Economic highlights of the day:

At 8:30 am in the United States, the market will mainly follow the producer prices and to a lesser extent the Philly Fed index, the weekly unemployment figures and the data on housing starts and building permits. All the agenda here. This morning, Japan reported an acceleration in exports in January, while economists had feared a contraction.

The dollar is trading at 0.9342 EUR and 0.8299 GBP. The ounce of gold remains positioned around 1836 USD. Oil is rebounding, with North Sea Brent crude at USD 85.57 a barrel and U.S. light crude WTI at USD 78.81. The yield on 10-year US debt tightens to 3.78%. Bitcoin jumps to USD 24,550.

In corporate news:

* Cisco Systems jumped 6% in after-hours trading as the networking equipment specialist raised its full-year profit growth forecast on Wednesday after strong quarterly results.

* Tesla has sold all of its Model Y inventory scheduled for this quarter in the U.S. market and nothing is expected until April. The company will also open part of its U.S. charging network to competitors' vehicles as part of a $7.5 billion government program to boost electric car use and lower carbon emissions.

* Ford Motor is down 0.7% in premarket trading after announcing an extension at least until the end of next week of the production suspension of its F-150 electric vehicle, which is facing battery problems.

* Roku jumped 10.2% in premarket trading after announcing a first-quarter revenue forecast that beat Wall Street expectations and a commitment to reduce its costs.

* Lockheed Martin and Raytheon Technologies - China's Ministry of Commerce announced Thursday that it had placed the two U.S. groups on a "list of unreliable entities" after arms sales to Taiwan.

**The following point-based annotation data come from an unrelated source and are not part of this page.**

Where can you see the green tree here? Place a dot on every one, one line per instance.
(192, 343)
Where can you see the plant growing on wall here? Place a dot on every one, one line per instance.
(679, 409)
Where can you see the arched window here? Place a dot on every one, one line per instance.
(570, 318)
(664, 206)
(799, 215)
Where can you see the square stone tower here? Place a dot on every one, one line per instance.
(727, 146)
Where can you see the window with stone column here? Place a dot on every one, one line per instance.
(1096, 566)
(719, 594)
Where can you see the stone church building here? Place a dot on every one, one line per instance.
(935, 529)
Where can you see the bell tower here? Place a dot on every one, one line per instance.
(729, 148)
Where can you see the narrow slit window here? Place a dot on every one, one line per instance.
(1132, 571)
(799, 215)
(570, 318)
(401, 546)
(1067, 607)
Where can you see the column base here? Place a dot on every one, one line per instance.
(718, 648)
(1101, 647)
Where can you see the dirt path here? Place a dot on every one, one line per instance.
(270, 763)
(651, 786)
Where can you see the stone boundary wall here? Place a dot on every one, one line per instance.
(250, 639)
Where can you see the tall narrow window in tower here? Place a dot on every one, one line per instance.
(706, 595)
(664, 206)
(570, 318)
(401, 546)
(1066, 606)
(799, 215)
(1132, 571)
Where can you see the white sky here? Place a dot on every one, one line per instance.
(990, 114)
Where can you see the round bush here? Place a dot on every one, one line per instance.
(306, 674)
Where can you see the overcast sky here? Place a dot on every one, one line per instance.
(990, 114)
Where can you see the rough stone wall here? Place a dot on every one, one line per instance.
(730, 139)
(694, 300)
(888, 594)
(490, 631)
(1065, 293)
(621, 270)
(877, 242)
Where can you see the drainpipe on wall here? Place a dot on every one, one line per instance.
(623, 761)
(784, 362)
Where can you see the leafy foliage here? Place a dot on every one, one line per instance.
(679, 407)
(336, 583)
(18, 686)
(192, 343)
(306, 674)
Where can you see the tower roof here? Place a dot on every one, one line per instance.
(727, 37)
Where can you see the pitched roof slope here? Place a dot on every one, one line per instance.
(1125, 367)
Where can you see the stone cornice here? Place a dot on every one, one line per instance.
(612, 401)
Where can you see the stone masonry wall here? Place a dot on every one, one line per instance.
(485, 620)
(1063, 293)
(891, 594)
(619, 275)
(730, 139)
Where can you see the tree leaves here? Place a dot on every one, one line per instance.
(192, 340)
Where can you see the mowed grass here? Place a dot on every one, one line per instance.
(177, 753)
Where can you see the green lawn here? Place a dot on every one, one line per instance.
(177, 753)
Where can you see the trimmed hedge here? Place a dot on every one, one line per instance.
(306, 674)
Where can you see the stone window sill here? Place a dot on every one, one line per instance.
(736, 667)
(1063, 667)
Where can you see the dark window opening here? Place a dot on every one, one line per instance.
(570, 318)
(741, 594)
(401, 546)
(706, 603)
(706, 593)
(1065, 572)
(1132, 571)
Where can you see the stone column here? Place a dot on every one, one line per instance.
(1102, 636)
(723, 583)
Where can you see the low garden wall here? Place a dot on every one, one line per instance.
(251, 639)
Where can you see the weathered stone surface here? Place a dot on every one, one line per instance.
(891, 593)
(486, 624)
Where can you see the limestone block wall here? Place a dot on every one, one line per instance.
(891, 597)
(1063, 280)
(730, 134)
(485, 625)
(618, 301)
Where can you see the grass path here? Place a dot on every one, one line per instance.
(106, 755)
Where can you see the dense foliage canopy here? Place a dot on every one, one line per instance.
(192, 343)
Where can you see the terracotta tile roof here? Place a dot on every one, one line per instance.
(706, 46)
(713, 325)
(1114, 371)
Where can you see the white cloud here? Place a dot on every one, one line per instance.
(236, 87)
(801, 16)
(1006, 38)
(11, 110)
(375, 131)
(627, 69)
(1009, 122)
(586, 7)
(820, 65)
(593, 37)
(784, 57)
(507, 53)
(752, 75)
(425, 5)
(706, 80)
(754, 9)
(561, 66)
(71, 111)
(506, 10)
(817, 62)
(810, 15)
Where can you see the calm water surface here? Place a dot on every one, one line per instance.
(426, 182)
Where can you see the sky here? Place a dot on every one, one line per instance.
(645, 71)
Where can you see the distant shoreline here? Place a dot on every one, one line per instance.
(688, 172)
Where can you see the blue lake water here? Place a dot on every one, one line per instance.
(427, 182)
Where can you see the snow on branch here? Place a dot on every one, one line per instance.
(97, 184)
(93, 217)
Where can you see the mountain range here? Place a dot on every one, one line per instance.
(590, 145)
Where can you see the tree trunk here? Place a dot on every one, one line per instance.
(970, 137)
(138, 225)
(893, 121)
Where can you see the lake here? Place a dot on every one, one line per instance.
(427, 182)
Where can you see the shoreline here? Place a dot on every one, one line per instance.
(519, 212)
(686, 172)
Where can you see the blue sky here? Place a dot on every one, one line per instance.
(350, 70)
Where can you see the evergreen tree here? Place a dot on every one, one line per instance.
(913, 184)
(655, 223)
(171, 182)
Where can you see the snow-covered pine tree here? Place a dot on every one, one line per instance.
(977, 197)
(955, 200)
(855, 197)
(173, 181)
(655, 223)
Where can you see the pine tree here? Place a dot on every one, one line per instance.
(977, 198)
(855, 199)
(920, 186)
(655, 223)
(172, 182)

* Baker Hughes - Piper Sandler raised its recommendation to "overweight" from "neutral". 

Analyst recommendations:
  • Activision Blizzard: Deutsche Bank raised the recommendation to buy from hold. PT up 16% to $90.
  • Eli Lilly: Societe Generale cut the recommendation to sell from hold. Price target decreases 19% to $278.
  • Idexx Laboratories: Piper Sandler maintains overweight rating. Price target up to $600 from $500.
  • Inchcape: Citi initiated coverage with a recommendation of buy. PT set to 1,131 pence
  • Marathon Oil: Benchmark Company moved to buy from hold. Price target set to $32.
  • Nvidia: DZ Bank cut the recommendation to sell from buy. Price target downgrades to $195.
  • Pegasystems: Truist Securities maintains hold rating. PT up to $45 from $40.
  • Roku: Benchmark Company raised the target to $89 from $65. Maintains buy rating.
  • Seagen: Raymond James raised the recommendation to strong buy from outperform. PT up 23% to $175.
  • Smith & Nephew: Liberum initiated coverage with a recommendation of hold. PT set to 1,120 pence.
  • Upstart Holdings: Loop Capital Markets raised the recommendation to buy from hold. PT up 42% to $24.
  • Zillow Group: Benchmark Company upgrades price target to $60 from $52.